Selective removal of H₂O in-situ from the reverse water gas shift (RWGS) reaction system is an effective approach to intensify the CO₂ conversion dictated by thermodynamics. Here, a composite material is prepared by combining a water adsorbent zeolite NaY-2 which modified by hydrothermal treatment at 500°C with Pt/TiO₂ catalyst. The synthesized Pt/TiO₂-NaY-2 exhibits much higher activity and CO selectivity than conventional Pt/TiO₂. It shows the highest CO₂ conversion of 42.3% and consistently exceeds the corresponding thermodynamic equilibrium conversion (28.6%) over 120 h on stream with 100% CO selectivity at 340°C. The persistent catalytic enhancement is mainly attributed to the well aligning between the desorption temperature of H₂O on NaY-2 (270°C, 330°C) and the reaction temperature. The introduced NaY-2 demonstrates an electronic effect on Pt/TiO₂ during the reduction process and generates an electron-rich Pt species.
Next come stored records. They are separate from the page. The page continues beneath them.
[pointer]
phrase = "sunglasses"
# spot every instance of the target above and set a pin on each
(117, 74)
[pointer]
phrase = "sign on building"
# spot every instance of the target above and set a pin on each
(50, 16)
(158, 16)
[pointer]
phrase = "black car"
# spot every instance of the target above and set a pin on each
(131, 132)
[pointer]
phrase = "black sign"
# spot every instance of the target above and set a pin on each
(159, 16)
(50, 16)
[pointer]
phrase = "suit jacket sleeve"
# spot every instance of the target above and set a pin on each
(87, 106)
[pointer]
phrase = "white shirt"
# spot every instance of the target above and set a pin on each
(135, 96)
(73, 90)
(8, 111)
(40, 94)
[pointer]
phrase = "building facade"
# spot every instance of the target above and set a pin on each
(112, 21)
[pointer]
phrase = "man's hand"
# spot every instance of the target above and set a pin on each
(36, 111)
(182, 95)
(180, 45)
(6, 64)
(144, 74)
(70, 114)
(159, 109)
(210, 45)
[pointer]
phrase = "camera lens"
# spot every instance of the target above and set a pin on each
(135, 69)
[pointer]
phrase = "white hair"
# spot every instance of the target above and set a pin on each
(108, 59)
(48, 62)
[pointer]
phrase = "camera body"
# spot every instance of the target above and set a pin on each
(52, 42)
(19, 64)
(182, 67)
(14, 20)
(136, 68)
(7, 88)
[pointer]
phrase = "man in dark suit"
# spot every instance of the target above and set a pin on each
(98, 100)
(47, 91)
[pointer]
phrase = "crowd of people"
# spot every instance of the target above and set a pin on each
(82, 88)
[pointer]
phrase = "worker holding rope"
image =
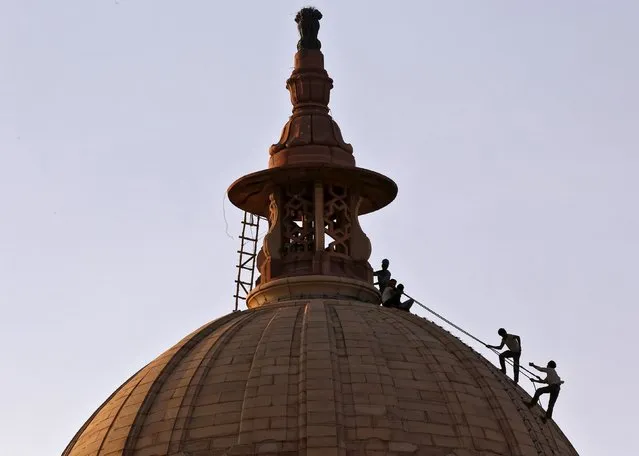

The created Pt^δ− sites on Pt/TiO₂-NaY-2 possess higher intrinsic catalytic activity than Pt⁰ sites on Pt/TiO₂. The interaction also reduces Pt average particle size and thus weakens the adsorption of CO on Pt, which inhibits the methanation side reaction then improves the CO selectivity on Pt/TiO₂-NaY-2. The RWGS reactions on the synthesized Pt-based catalysts proceed through intermediate decomposition mechanism exposed by in-situ IR spectroscopy. The findings of this work provide information of high interest to guide future research on RWGS reaction intensified process via in-situ removal of H₂O.